The National Cancer Institute at NIH is gearing up to build a bioinformatics infrastructure that will meet the needs of its diverse research community.
The NCI Center for Bioinformatics was announced in June but staffing has only taken place over the last few weeks. Funding negotiations are still underway with a level expected to be on the order of several million dollars, said Kenneth Buetow, director of the NCICB.
The NCICB component of each NCI research area will be directed by a full-time government employee. Beyond that, there will be different staffing models depending on the legacy system that is in place at individual research centers.
The focus of the new program is interoperability, including building data models, application programming interfaces, and web portals designed to provide a view of genomic data tailored to a particular research community’s needs.

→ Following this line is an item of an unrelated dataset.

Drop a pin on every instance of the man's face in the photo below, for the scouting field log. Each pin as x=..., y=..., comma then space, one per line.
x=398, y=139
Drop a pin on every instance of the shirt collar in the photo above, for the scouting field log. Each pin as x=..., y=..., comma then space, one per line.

“Ordinarily groups working on, for example, mouse models and clinical trials don’t interact that much. Each has a nearly insatiable need for bioinformatics support, which they’ve tended to address separately. But there is substantial overlap in their needs and synergistic possibilities in addressing them in an interoperable way,” Buetow said.
To ameliorate the problem, the NCICB is beginning with modules serving four NCI research programs: the cancer genome anatomy program, molecular signature of cancer, mouse models for human cancer, and clinical trials. However, the infrastructure being deployed is intended to be useful throughout the institute and beyond.
Members of the various NCI research communities felt it would be helpful to have an NCI-wide effort to set common standards, Buetow said.
NCI is involved in the NIH-wide BISTI (Biomedical Information, Science, and Technology Initiative) consortium, which brings together investigator-initiated efforts in bioinformatics. Buetow anticipates that some of the tools developed through BISTI research may be distributed through the NCI infrastructure.
The NCI team is also taking part in the effort spearheaded by the industry group BIO to put together an XML standard for biological data exchange.
“We’ll be focusing on developing useful standards as opposed to requiring standardization,” Buetow said. “One of the ways you get convergence on standards is to give people stuff they can use.”
The NCICB is using Apache web servers, the Zope web interface, and Perl. XML standards, APIs, and data models will be freely available and all software will be open source. This will serve as common middleware upon which the web views specific to each research community can be built.
The center plans to rapidly deploy web portals and tools to facilitate data sharing and software among groups. “Experience has shown if data doesn’t get shared quickly, it may not get out at all,” Buetow said.
The portals will provide access to a wide variety of data, much of which is maintained at NCBI. Although NCI is negotiating with Celera for access to its data for NCI scientists, they do not anticipate being able to make it available through the NCI portals because of Celera’s redistribution restrictions.
However, said Buetow, Celera, Incyte, and many other commercial firms are participating in discussions with the BIO interoperability group, although no commitments have been made yet.
“My interactions with Celera and Incyte have been very positive,”Buetow said.
Buetow said that commercial and academic partners are welcome to participate in the NCICB effort. He sees the government’s role as providing an open infrastructure that facilitates, rather than obstructs, commercialization.
“I can think of no better compliment than if we deploy something that winds up as the basis for a wildly successful product,” he said.